Despite the cognitive and sensory changes, older people can learn new things. However, there are things worth considering when teaching an older person. Younger people, who are used to different digital devices and solutions, benefit from acknowledging the age-related aspects of older people as learners and users of technology. This guide, along with the Pedagogical Tips for Teaching Technology to Seniors Animation, aims at narrowing the gap between seniors and younger people and providing guidance on how to teach technology to seniors.
Tips for teaching technology to seniors
The most important thing is that the person you are teaching wants to learn. Internet offers many benefits for seniors, such as staying in contact with family and friends by email and on social media, taking care of everyday matters through online services and searching for information.
Consider the following when teaching a senior:
1. BE CALM
It is important to stay calm. Young persons, who have grown up with technology, are more used to different devices, programmes and quick access to information. Take your time and find a calm place. Keep sessions short, since learning can be slow and challenging.
2. BE CLEAR
Speak clearly and loud enough. Use concrete and familiar examples. Seniors may not speak such fluent English and foreign words may be hard for them. Try to explain things with your native language using everyday words. It is important that you know yourself what you are teaching. Go through and learn things before teaching them.
3. REPEAT IF NEEDED
Learning by doing is more effective and gives you an opportunity to check for understanding. It is easier to remember things when you do them yourself.
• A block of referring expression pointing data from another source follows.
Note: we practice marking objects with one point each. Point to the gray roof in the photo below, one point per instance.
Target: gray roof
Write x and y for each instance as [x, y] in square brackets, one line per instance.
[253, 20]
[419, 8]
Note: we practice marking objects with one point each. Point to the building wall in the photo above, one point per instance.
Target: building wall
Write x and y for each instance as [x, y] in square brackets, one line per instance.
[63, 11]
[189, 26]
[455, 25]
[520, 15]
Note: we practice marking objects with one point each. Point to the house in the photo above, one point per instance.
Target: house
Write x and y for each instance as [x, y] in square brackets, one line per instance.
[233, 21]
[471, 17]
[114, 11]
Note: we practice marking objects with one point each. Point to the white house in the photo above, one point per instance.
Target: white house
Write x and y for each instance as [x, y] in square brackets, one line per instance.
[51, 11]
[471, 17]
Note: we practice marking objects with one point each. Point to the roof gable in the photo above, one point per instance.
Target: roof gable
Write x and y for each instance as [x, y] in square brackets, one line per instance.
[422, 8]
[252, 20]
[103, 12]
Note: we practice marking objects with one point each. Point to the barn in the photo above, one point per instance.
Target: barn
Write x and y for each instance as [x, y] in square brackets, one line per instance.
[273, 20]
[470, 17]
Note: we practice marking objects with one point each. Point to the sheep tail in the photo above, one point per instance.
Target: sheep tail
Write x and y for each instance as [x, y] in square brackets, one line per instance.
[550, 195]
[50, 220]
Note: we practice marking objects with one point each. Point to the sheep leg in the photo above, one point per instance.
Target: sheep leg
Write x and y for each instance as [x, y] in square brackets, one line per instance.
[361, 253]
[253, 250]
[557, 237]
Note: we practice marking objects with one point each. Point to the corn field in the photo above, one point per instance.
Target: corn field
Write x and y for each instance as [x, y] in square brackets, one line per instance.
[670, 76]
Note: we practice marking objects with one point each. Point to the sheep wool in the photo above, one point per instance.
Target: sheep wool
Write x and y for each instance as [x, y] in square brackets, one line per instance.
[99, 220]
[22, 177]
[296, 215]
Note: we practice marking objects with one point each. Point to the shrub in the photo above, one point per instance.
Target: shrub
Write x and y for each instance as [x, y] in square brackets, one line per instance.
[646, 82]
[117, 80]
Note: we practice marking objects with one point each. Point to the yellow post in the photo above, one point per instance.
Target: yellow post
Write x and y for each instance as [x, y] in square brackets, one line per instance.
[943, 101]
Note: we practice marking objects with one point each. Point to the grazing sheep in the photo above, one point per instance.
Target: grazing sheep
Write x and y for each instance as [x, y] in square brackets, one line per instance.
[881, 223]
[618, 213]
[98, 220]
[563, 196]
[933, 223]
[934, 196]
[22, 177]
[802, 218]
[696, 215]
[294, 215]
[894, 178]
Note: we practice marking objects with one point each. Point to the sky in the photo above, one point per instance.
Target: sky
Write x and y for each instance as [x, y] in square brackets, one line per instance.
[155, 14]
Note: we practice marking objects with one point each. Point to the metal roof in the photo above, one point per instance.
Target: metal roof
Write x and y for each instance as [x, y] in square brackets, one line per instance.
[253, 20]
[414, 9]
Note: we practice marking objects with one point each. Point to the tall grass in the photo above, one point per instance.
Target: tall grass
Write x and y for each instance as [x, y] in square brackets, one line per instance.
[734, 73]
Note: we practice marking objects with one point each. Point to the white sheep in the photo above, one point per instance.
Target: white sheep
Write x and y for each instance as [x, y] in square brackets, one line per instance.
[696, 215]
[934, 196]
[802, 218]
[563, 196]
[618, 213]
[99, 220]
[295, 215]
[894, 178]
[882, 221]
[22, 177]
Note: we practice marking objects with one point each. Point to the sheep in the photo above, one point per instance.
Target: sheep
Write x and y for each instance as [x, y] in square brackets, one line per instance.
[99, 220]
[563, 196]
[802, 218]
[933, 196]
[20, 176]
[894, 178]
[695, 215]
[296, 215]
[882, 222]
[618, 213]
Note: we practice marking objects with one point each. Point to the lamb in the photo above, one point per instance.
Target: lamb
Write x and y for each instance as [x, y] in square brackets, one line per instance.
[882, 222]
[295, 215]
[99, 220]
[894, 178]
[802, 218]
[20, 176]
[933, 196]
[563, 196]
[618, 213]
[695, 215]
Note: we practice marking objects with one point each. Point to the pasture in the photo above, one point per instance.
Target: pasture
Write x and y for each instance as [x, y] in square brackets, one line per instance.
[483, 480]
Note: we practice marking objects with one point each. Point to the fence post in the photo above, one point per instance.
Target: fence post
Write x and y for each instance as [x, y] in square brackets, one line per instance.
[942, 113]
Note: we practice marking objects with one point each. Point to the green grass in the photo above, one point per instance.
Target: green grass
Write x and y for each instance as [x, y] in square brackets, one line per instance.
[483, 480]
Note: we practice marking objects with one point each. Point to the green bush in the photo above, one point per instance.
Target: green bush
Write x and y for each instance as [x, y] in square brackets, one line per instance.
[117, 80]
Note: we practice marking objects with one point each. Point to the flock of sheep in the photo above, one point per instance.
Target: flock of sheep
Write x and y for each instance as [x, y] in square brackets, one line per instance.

Respect the person whom you are teaching. What is easy for you may be difficult for others. Encourage and celebrate all achievements. Stay positive and enjoy the time you spend together.
Have a nice time together!
Golden rules for teaching smart seniors
1. Be patient: learning takes more time and effort when you are older, don’t lose your temper.
2. Be calm: use a calm voice to explain, don’t create unnecessary panic, speak slowly enough.
3. Be supportive: it may take more than one or two trials before learning how to use something new.
4. Choose a quiet space without disturbances.
5. Take time: ensure that you have enough time to teach things properly.
6. Keep it simple: use common words, not slang nor too complicated terms.
7. Focus on one thing at a time: don’t complicate learning by concentrating on many things at the same time.
8. Use an audible voice; speak clearly and make sure you are understood.
9. Do your homework first: ask what the concrete goals for learning are, and make sure that you have the needed skills and knowledge yourself.
10. Repeat: repeat as many times as possible.
11. Check what has been learnt: make questions, practice and ask to see what has been learnt.
12. Respect: don’t be arrogant and condescending.
13. Keep an open mind: don’t be judgmental and underestimate anyone’s abilities.
14. Be flexible: it may take some time and effort to learn new things.
15. Keep the learning sessions short enough: learning takes time.
16. Be kind!
17. Be polite!
18. Have fun: enjoy the time you spend together!